QLD
Traffic

In 2016, Queensland’s Department of Transport and Main Roads (TMR) embarked on the ‘Next Gen Traffic and Travel Information (TTI) project’. The aim was to provide a customer focussed and responsive traffic and travel information service that also met TMR's business objective—an integrated transport system that supports the safe, efficient and reliable movement of people and goods.

The key objectives of the TTI system were to a) provide a single source of truth for all traffic and travel information; b) disseminate timely, reliable and accurate information and; c) facilitate informed travel decisions for Queensland citizens.

Our solution was to develop an app that aided Queenslanders with their journey planning which they called QLD Traffic.

This app provides real-time, statewide information on road conditions including, traffic imagery, incidents and hazards, closures and restrictions, roadworks and special events as well as including personalised push notifications to announce issues as they arise on a commuter’s favourite routes.

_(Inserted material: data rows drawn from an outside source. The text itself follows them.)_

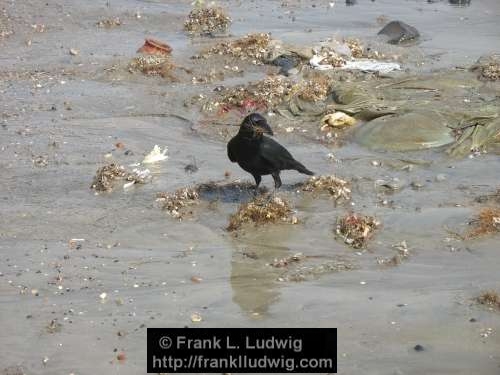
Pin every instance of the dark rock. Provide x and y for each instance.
(399, 32)
(418, 348)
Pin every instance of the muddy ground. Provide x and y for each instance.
(63, 114)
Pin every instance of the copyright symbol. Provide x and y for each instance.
(165, 342)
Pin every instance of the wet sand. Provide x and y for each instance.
(144, 260)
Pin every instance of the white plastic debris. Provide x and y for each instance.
(141, 176)
(368, 65)
(315, 63)
(156, 155)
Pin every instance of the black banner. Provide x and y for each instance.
(233, 350)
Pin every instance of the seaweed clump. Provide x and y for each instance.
(105, 177)
(264, 94)
(356, 230)
(488, 68)
(152, 65)
(261, 211)
(356, 47)
(490, 299)
(336, 187)
(487, 222)
(177, 203)
(207, 20)
(252, 46)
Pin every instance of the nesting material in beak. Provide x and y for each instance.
(263, 128)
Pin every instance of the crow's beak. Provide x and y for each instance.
(263, 127)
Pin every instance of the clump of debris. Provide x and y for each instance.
(317, 88)
(490, 299)
(106, 177)
(336, 187)
(487, 222)
(152, 65)
(5, 24)
(488, 67)
(207, 20)
(357, 49)
(325, 56)
(356, 230)
(402, 253)
(109, 23)
(264, 94)
(177, 203)
(251, 46)
(261, 211)
(285, 262)
(336, 120)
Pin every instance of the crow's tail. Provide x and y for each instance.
(300, 168)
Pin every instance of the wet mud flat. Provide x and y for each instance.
(84, 272)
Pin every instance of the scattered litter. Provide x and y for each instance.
(137, 176)
(252, 46)
(177, 202)
(284, 262)
(152, 65)
(195, 318)
(336, 120)
(399, 32)
(326, 59)
(155, 47)
(156, 155)
(40, 161)
(401, 254)
(107, 175)
(356, 47)
(418, 348)
(207, 20)
(336, 187)
(368, 65)
(121, 357)
(356, 230)
(490, 299)
(487, 222)
(108, 23)
(261, 211)
(196, 279)
(315, 89)
(54, 326)
(261, 95)
(488, 67)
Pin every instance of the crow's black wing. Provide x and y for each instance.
(276, 155)
(230, 153)
(279, 158)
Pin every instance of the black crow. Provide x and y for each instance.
(260, 155)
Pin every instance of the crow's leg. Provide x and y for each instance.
(277, 182)
(277, 179)
(258, 179)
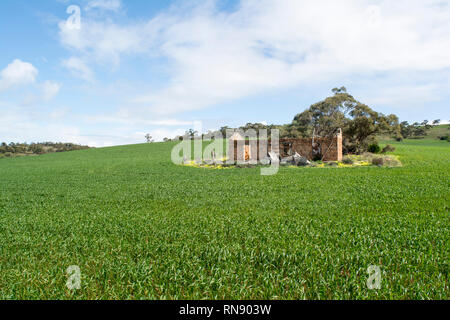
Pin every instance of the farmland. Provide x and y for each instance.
(140, 227)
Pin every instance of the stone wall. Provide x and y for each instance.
(328, 148)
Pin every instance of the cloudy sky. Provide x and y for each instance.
(137, 66)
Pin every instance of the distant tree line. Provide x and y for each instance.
(23, 149)
(360, 124)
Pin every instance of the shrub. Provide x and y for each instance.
(388, 148)
(374, 148)
(378, 161)
(347, 160)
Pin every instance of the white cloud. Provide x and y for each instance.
(17, 73)
(79, 69)
(113, 5)
(50, 89)
(265, 45)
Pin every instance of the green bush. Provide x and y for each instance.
(378, 161)
(347, 160)
(374, 148)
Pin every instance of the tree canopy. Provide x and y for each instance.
(359, 123)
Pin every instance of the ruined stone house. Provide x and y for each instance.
(253, 150)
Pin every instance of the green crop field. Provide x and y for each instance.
(140, 227)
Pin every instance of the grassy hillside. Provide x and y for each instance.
(140, 227)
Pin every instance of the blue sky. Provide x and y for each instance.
(157, 66)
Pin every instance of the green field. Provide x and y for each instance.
(140, 227)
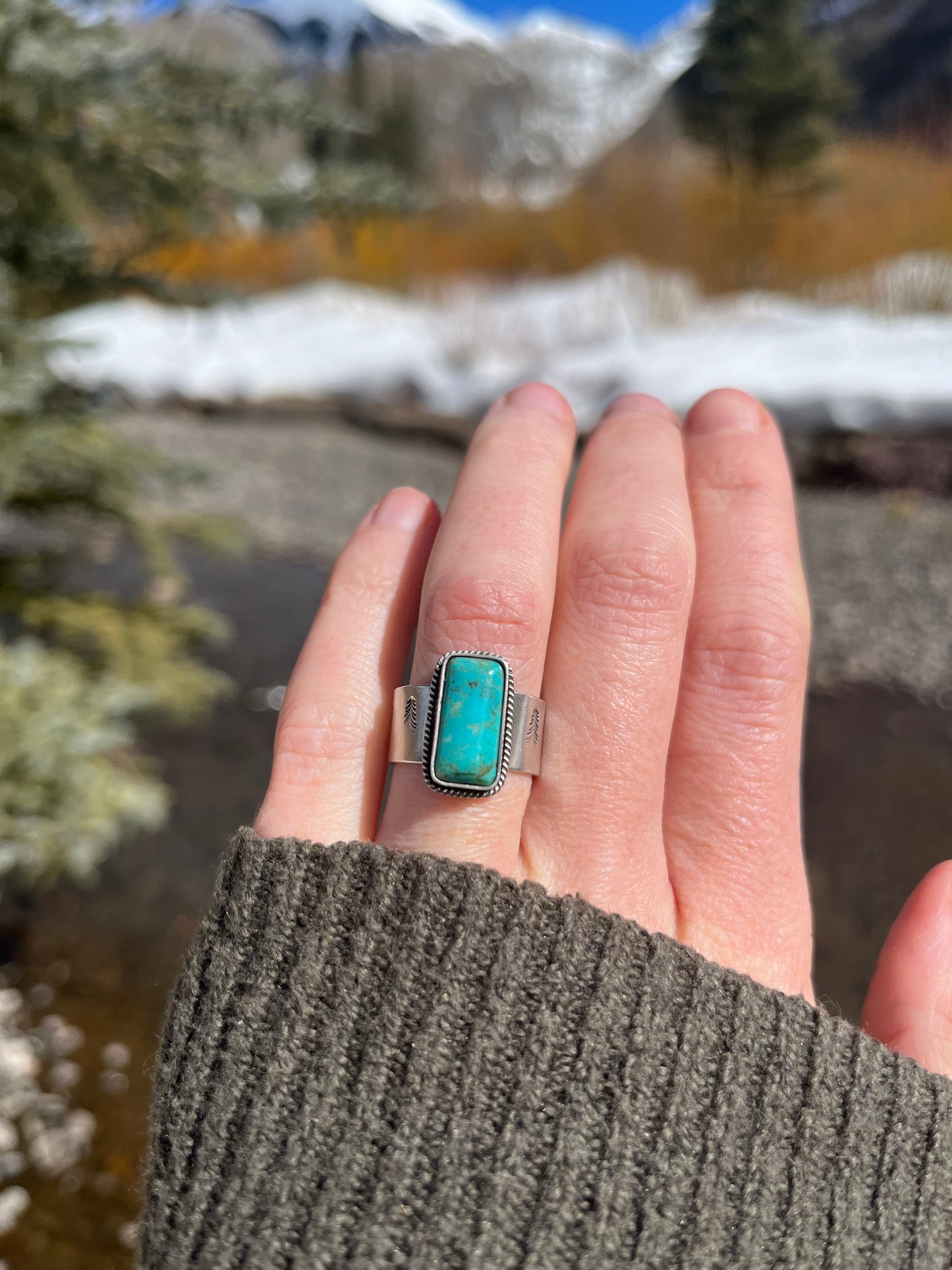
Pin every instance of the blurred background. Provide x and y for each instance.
(260, 263)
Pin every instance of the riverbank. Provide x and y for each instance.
(878, 558)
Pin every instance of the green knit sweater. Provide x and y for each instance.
(379, 1060)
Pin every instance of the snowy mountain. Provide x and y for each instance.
(507, 112)
(334, 28)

Traffic and travel information was maintained using a decentralised model, where TMR's district offices input local data. District offices are supported by a 24/7 state- wide Traffic Management Centre to provide information that is as up to date as possible.

Given how critical the timely nature of the information is, Adapptor developed a Python- based server that integrated with Firebase Cloud Messaging with a custom query layer for location-based incident reporting to drive local area alert functionality.

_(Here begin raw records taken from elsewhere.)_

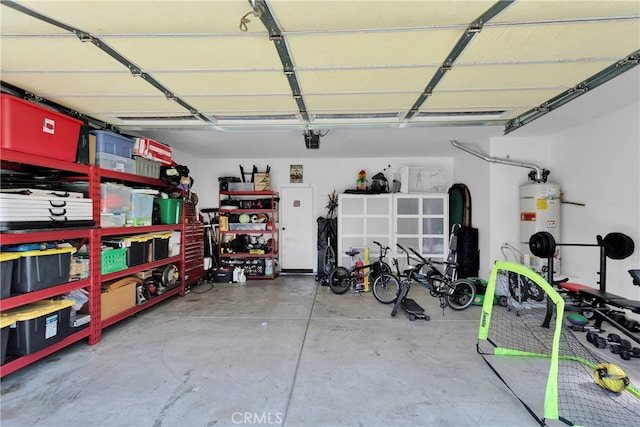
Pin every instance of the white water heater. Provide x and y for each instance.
(539, 211)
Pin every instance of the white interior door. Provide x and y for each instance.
(297, 244)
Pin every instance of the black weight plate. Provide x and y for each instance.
(542, 244)
(618, 245)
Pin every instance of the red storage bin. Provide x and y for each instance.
(29, 128)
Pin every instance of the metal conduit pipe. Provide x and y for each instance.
(538, 170)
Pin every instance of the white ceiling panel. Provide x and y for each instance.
(542, 10)
(339, 15)
(250, 104)
(87, 84)
(226, 83)
(14, 22)
(489, 99)
(360, 102)
(372, 49)
(125, 106)
(146, 16)
(366, 80)
(54, 54)
(313, 64)
(554, 42)
(197, 53)
(548, 75)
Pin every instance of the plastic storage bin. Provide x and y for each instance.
(112, 143)
(116, 163)
(147, 167)
(110, 220)
(5, 322)
(160, 246)
(141, 209)
(115, 198)
(112, 260)
(170, 210)
(38, 325)
(6, 272)
(139, 249)
(29, 128)
(35, 270)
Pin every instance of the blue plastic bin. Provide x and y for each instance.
(112, 143)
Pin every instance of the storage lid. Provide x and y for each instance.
(29, 247)
(8, 256)
(163, 235)
(117, 284)
(37, 309)
(7, 320)
(139, 238)
(46, 252)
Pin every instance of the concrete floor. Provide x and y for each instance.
(284, 352)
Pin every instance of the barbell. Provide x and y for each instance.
(616, 245)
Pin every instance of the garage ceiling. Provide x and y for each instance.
(153, 66)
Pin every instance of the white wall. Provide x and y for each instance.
(598, 163)
(595, 163)
(475, 173)
(323, 175)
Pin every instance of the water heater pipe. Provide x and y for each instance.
(538, 178)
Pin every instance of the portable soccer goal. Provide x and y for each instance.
(554, 370)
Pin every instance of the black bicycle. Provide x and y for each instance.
(342, 278)
(455, 293)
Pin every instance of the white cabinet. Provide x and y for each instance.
(418, 221)
(363, 219)
(421, 222)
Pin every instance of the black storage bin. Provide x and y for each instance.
(35, 270)
(7, 259)
(160, 247)
(138, 252)
(5, 322)
(38, 325)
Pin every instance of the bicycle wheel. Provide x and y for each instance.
(385, 288)
(328, 260)
(339, 280)
(434, 282)
(460, 294)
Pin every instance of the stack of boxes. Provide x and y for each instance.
(32, 327)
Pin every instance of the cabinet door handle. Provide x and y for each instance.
(63, 213)
(55, 205)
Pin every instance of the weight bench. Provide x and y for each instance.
(601, 302)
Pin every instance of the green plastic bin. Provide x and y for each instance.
(170, 210)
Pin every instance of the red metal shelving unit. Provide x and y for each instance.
(272, 212)
(93, 235)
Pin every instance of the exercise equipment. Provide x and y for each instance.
(611, 377)
(614, 245)
(598, 301)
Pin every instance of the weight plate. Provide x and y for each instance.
(618, 245)
(542, 244)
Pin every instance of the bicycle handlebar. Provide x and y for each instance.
(383, 249)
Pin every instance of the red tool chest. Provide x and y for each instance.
(30, 128)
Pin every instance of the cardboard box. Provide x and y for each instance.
(154, 150)
(262, 182)
(118, 296)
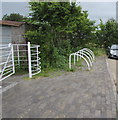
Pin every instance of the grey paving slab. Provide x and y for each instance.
(80, 94)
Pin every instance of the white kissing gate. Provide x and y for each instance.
(12, 55)
(86, 54)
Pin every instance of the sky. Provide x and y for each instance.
(96, 10)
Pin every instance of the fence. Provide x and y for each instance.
(13, 56)
(6, 61)
(86, 54)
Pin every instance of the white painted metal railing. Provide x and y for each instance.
(33, 59)
(6, 61)
(12, 55)
(86, 54)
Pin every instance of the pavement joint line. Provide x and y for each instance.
(8, 87)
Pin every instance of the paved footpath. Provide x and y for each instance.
(81, 94)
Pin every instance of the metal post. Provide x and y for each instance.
(12, 51)
(29, 60)
(18, 55)
(74, 58)
(70, 61)
(77, 57)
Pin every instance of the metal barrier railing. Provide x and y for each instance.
(86, 54)
(34, 60)
(13, 55)
(6, 61)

The app allows commuters to set preferences based on their experiences and needs.

They are able to save favourite routes and places, receive personalised traffic alerts as push notifications, see live traffic alerts and events on a map and filter traffic alerts to see a range of information such as:

  • Real-time route incidents, roadworks and traffic

  • Real-time nearby incidents, roadworks and traffic

  • Incidents near calendarised events (if you’ve set a location for the event)

  • Crashes, flooding and hazards • Road closures and restrictions • Roadworks and special events • Traffic flow and congestion

  • Traffic web cameras

Launched in February 2017, the app has been downloaded over 400,000 times. Used as TMR’s primary traffic and travel information source during Cyclone Debbie in 2017, the app was downloaded and used by 20,000 people in a single weekend.

QLDTraffic scalability

The original deployment of QLDTraffic was to a fixed cluster of 3 AWS EC2 instances. Each instance ran a web server (NGINX), fronting an app server instance. Each node also served as a single node in a 3-node MongoDB replication set. A load balancer controlled forwarding traffic from the internet to one of the instances. Due to the fixed MongoDB configuration, there was no way to configure auto-scaling with more instances (horizontal scaling)—the only way to increase capacity was by upsizing instances to a higher-spec type (vertical scaling). Another issue was that all nodes of the cluster were hosted within a single AWS availability zone—in the case of a datacenter outage, the entire system would be taken offline.

The new deployment separates the MongoDB datastore host from the web/app server components, allowing each to be independently scaled.

Significant work went into reworking the app server to enable it to be hosted in a Docker container. This leverages the auto scaling features of Amazon Elastic Container Service, allowing the cluster of app servers to dynamically scale horizontal capacity up or down depending on CloudWatch metrics. The scaling strategy enables app server instances to be distributed across 3 availability zones mapping to separate AWS datacenters in Sydney. If one datacenter suffers an outage, the app will continue to function.

We currently use simple resource metrics to control scaling, these will require tuning once the application goes live to account for real- world usage of the services.

The MongoDB datastore cluster lives in a separate VPC managed by the MongoDB Atlas service, peered to the app server VPC for maximum responsiveness and distributed across availability zones. The current MongoDB Atlas service plan is a fixed replica set configuration of 3 nodes, but can be upgraded to a scaling cluster.